Le FLN persévéra pourtant dans la même voie. Mais il fut longtemps déçu par la prudence de l’URSS et de tous ses satellites européens, qui s’abstinrent de reconnaître le « gouvernement provisoire de la République algérienne » (GPRA) proclamé au Caire le 19 septembre 1958. C’est seulement dans les États communistes d’Extrême Orient, dont la Chine et le Nord-Vietnam, que celui-ci reçut un appui total et inconditionnel. La diplomatie algérienne put compter davantage sur la solidarité tiers-mondiste des « damnés de la terre » que sur l’anti-impérialisme des héritiers de Lénine.

Toutefois, à partir de l’été 1960, la nouvelle recrudescence de la guerre froide entre l’Est et l’Ouest renforça la tentation d’y insérer la guerre d’Algérie en sollicitant « l’appui entier des pays socialistes » [53], y compris l’envoi de volontaires.
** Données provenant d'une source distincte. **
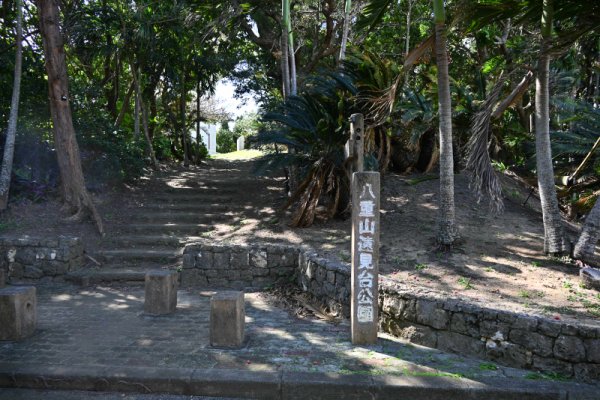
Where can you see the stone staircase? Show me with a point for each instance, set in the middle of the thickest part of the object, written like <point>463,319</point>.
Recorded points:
<point>172,208</point>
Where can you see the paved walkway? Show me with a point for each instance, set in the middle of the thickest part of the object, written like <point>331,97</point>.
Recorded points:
<point>98,338</point>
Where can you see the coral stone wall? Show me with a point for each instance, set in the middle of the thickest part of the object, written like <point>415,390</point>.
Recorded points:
<point>421,316</point>
<point>33,258</point>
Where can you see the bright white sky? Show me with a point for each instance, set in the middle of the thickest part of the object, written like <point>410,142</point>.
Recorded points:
<point>224,96</point>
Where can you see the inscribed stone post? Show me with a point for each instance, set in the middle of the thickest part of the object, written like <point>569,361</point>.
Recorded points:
<point>357,141</point>
<point>365,257</point>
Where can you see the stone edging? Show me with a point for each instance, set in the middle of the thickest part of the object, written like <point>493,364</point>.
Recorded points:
<point>278,385</point>
<point>29,257</point>
<point>421,316</point>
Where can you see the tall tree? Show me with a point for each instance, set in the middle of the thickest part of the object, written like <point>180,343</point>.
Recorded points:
<point>9,144</point>
<point>346,31</point>
<point>554,239</point>
<point>75,195</point>
<point>447,228</point>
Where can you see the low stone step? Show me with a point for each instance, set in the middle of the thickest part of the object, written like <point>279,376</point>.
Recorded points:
<point>141,254</point>
<point>109,275</point>
<point>180,216</point>
<point>172,229</point>
<point>224,189</point>
<point>191,198</point>
<point>208,207</point>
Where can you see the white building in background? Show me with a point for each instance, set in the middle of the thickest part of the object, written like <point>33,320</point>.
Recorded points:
<point>208,134</point>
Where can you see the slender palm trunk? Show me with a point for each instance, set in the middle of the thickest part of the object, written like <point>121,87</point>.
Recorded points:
<point>76,197</point>
<point>287,51</point>
<point>554,239</point>
<point>590,233</point>
<point>9,144</point>
<point>408,21</point>
<point>182,105</point>
<point>447,228</point>
<point>285,67</point>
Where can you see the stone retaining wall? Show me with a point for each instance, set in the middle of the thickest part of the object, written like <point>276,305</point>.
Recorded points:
<point>33,258</point>
<point>421,316</point>
<point>237,266</point>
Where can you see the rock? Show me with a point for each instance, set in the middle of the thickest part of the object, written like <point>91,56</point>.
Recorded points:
<point>569,348</point>
<point>593,350</point>
<point>460,344</point>
<point>537,343</point>
<point>590,277</point>
<point>429,314</point>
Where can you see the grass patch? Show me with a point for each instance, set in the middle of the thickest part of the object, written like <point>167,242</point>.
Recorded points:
<point>238,155</point>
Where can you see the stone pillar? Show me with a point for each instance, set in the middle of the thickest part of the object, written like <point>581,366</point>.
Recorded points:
<point>161,292</point>
<point>227,316</point>
<point>357,142</point>
<point>365,257</point>
<point>17,312</point>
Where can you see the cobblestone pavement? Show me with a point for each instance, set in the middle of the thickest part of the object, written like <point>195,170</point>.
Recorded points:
<point>105,326</point>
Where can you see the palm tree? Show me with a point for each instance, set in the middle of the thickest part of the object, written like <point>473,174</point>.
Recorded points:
<point>554,239</point>
<point>9,144</point>
<point>447,228</point>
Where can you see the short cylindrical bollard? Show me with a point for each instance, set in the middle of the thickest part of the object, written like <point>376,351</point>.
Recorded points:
<point>17,312</point>
<point>161,292</point>
<point>227,315</point>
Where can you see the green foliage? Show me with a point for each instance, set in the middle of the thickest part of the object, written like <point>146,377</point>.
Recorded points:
<point>313,127</point>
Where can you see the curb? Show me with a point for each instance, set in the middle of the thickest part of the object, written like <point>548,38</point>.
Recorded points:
<point>282,385</point>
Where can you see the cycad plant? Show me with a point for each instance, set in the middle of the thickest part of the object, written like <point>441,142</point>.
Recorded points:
<point>315,124</point>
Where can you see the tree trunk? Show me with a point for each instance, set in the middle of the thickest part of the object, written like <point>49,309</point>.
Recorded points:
<point>586,244</point>
<point>408,21</point>
<point>136,117</point>
<point>9,144</point>
<point>76,197</point>
<point>182,104</point>
<point>554,240</point>
<point>289,37</point>
<point>285,63</point>
<point>346,30</point>
<point>147,135</point>
<point>125,105</point>
<point>447,228</point>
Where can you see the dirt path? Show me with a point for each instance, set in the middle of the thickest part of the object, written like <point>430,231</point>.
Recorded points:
<point>498,260</point>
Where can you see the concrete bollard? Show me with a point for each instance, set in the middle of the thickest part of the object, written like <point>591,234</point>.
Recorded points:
<point>227,314</point>
<point>161,292</point>
<point>17,312</point>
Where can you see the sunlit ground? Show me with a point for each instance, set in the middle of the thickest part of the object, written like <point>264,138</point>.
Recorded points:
<point>238,155</point>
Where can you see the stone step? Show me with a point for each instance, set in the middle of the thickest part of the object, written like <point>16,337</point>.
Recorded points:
<point>188,198</point>
<point>202,207</point>
<point>180,216</point>
<point>171,229</point>
<point>149,240</point>
<point>108,275</point>
<point>141,254</point>
<point>210,190</point>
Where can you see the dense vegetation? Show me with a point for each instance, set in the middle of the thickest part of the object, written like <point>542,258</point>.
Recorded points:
<point>486,85</point>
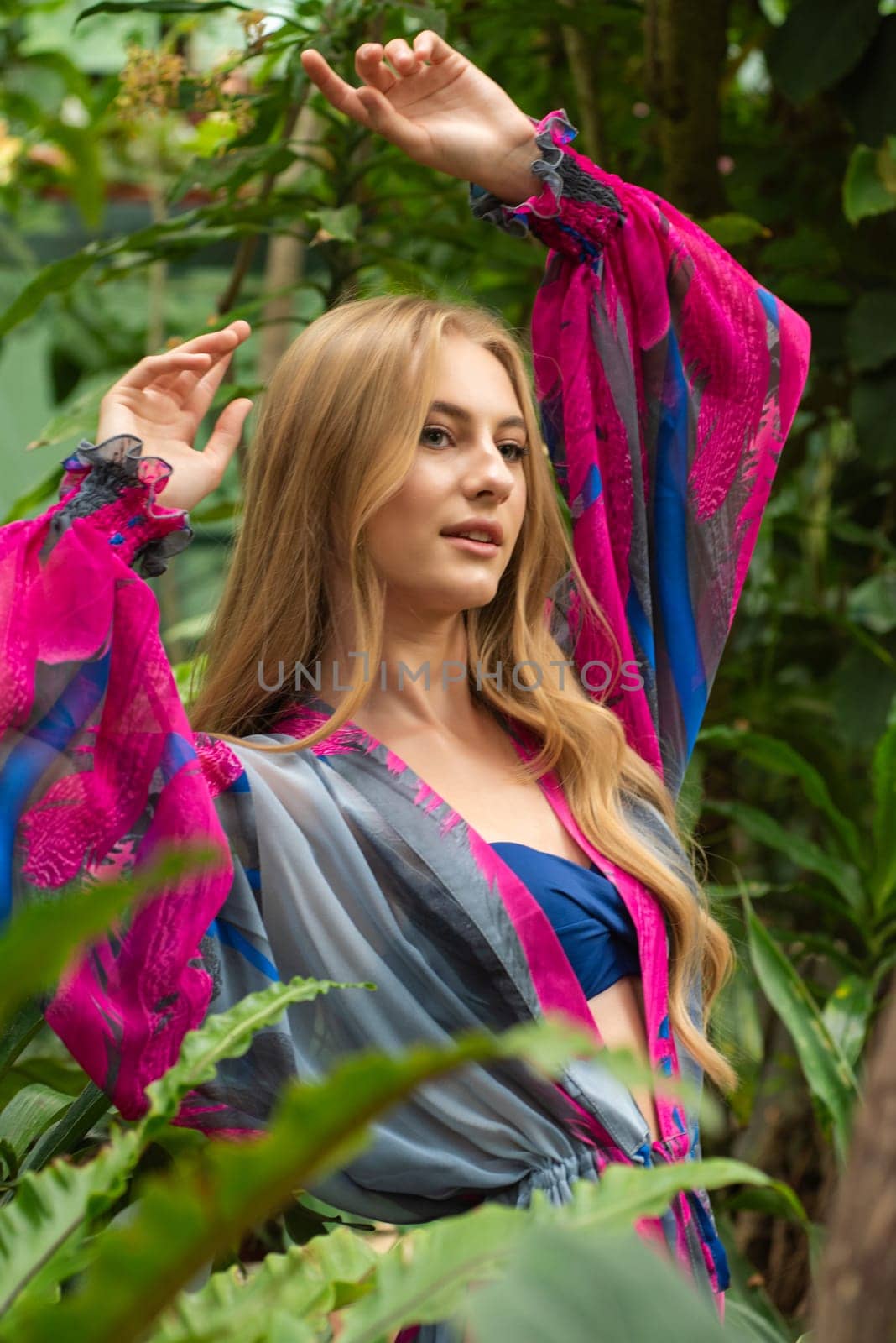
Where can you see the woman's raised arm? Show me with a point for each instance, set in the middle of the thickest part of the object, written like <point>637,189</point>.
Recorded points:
<point>98,765</point>
<point>667,380</point>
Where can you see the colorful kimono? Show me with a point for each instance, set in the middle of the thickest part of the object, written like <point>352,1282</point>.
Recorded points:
<point>667,382</point>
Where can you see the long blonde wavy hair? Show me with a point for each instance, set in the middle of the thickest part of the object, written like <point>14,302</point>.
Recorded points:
<point>337,433</point>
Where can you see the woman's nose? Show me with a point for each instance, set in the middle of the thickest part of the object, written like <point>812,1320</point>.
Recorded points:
<point>491,470</point>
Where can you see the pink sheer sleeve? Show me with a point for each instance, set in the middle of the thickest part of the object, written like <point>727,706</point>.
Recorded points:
<point>667,380</point>
<point>98,765</point>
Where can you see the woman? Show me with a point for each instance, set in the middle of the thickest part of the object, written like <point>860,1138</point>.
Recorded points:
<point>548,696</point>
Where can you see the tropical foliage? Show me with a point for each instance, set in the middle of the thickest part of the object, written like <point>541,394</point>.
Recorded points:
<point>165,165</point>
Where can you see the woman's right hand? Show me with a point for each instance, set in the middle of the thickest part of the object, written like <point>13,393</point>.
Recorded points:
<point>164,400</point>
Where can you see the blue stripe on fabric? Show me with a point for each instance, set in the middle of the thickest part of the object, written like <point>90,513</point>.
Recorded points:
<point>593,485</point>
<point>231,937</point>
<point>638,624</point>
<point>176,752</point>
<point>716,1248</point>
<point>36,752</point>
<point>671,530</point>
<point>770,306</point>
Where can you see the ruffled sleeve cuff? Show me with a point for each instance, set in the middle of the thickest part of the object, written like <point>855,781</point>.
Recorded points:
<point>578,207</point>
<point>117,488</point>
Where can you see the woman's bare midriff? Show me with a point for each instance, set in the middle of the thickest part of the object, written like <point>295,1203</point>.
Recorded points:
<point>477,783</point>
<point>618,1016</point>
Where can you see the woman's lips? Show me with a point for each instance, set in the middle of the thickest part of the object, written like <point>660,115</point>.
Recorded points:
<point>474,547</point>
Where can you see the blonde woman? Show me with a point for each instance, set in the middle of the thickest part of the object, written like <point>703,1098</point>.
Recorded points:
<point>436,745</point>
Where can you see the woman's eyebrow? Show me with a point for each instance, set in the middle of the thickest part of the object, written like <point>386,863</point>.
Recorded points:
<point>459,413</point>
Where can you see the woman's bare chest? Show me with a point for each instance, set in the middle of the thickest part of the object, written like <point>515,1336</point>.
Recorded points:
<point>483,790</point>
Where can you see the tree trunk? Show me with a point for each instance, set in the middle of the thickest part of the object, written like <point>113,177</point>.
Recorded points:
<point>685,49</point>
<point>286,255</point>
<point>856,1289</point>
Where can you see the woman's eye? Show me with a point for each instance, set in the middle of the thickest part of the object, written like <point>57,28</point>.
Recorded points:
<point>434,429</point>
<point>518,450</point>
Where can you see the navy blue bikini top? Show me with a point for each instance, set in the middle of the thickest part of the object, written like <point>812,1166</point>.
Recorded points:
<point>586,912</point>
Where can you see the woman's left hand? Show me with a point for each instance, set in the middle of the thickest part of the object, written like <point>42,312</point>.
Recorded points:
<point>440,109</point>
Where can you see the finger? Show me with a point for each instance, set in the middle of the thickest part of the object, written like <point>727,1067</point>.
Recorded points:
<point>430,46</point>
<point>371,66</point>
<point>199,396</point>
<point>401,57</point>
<point>334,89</point>
<point>221,339</point>
<point>384,118</point>
<point>227,433</point>
<point>224,342</point>
<point>154,367</point>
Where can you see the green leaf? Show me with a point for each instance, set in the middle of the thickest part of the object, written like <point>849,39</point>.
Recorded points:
<point>341,223</point>
<point>85,1111</point>
<point>560,1284</point>
<point>869,93</point>
<point>81,411</point>
<point>40,939</point>
<point>847,1014</point>
<point>29,1112</point>
<point>232,170</point>
<point>53,280</point>
<point>873,602</point>
<point>302,1282</point>
<point>777,755</point>
<point>226,1034</point>
<point>748,1326</point>
<point>871,329</point>
<point>732,228</point>
<point>873,407</point>
<point>425,1278</point>
<point>883,881</point>
<point>820,42</point>
<point>868,186</point>
<point>197,1212</point>
<point>804,853</point>
<point>160,7</point>
<point>54,1206</point>
<point>826,1068</point>
<point>44,492</point>
<point>18,1033</point>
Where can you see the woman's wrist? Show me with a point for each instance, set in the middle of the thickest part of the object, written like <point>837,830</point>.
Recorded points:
<point>515,181</point>
<point>116,487</point>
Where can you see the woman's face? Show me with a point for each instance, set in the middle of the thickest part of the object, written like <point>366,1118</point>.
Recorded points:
<point>468,469</point>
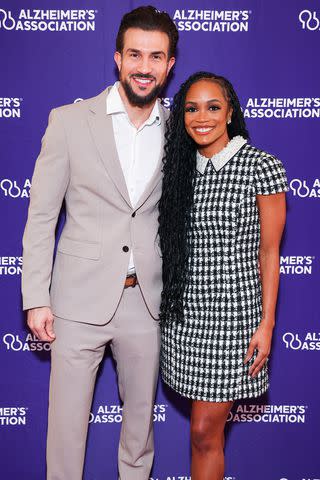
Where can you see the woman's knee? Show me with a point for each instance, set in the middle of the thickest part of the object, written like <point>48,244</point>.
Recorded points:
<point>205,438</point>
Inaugurée en septembre 1960 par la dénonciation officielle de l’inclusion de l’Algérie dans le Pacte atlantique, cette stratégie procura des avantages - reconnaissance de facto du GPRA par l’URSS en octobre 1960 -, mais comportait aussi le risque d’une rupture avec les gouvernements de Tunis et de Rabat. La reprise et la progression des négociations avec la France en 1961 tirèrent le GPRA de ce dilemme. Paradoxalement, la crise de Berlin de l’été 1961 lui rendit service, en incitant le général de Gaulle à commencer sans délai le retrait des troupes françaises vers l’Europe.

Ce recours croissant à l’aide des pays de l’Est accrut leur prestige et l’influence de leurs modèles institutionnels. Le Conseil national de la Révolution algérienne (CNRA) adopta en janvier 1960 des statuts du FLN qui définissaient celui-ci comme un parti implicitement unique - mais sans base de classe -, et se référaient explicitement aux règles du « centralisme démocratique », - emprunt aux statuts du Parti communiste de l’URSS [54] -. En mai 1962, le même CNRA adopta sans débat le « programme de Tripoli », au vocabulaire marxisant, qui se réclamait du socialisme mais aussi de l’Islam. Le contre-projet de la fédération de France du FLN, d’où vint la référence explicite au socialisme, suivait d’encore plus près les modèles soviétique et cubain [55].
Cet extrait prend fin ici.